Blossom by blossom, the season changes.

issue 06 May 2006

Blossom by blossom, the season changes. So should the headlines. Fat chance. Weird times: roll up, roll up for a Lord’s cricket Test even before the mudlarks of winter have picked the teams for their end-of-term deciders. The hanging-baskets and bunting (and the boaters and blazers) might be in colourful place for the opening overs at Lord’s on Thursday morning, but both soccer and rugby still have an awesome amount of unfinished business. There has not been an earlier Lord’s Test in my lifetime. More than likely, alas, all will be grey and monochrome as an ‘unsettled’ weather system lumpenly sits over Marylebone to make the poor, palely shivering Sri Lankan cricketers unidentifiable under their four-sweater swaths of cream cable-stitch.
Even in a heatwave cricket would not be topping the bill. Not till all the football’s done and that, in 2006, will be on 9 July when the World Cup concludes its business in Berlin. As well as the potential loss of Rooney, the selection of England’s new soccer coach has been a drawn-out mess. I was surprised the FA did not bust the bank to persuade Arsenal’s Wenger to have a go — especially if the mighty ambitious fellow accomplishes the ultimate with his club in Paris on Wednesday week. Unexpected, too, was that Ulsterman O’Neill gave the Brazilian Scolari no sort of run for his money on the shortlist.
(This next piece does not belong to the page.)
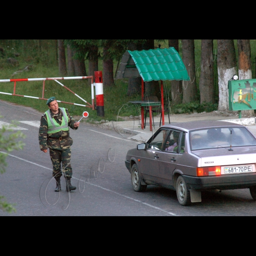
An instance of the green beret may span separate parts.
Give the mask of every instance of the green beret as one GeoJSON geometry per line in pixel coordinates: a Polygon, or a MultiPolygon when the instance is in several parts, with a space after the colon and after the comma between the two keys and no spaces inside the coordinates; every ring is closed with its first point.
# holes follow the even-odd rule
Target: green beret
{"type": "Polygon", "coordinates": [[[51,97],[49,99],[48,99],[46,105],[49,105],[51,102],[54,101],[56,99],[56,98],[55,97],[51,97]]]}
The three Englishmen so many backed, in truth, never cut the Colman’s at all: each excellent bricks-without-straw blokes in their ways, but with direly parochial CVs; like marathon running these days, Curbishley, Allardyce and McClaren are comparative plodders, back in the rump of the field among the perspiring hoofers and charity jokers; while the seriously fast knot of elite operators daintily stride on ahead without a blister: same distance but a totally different race.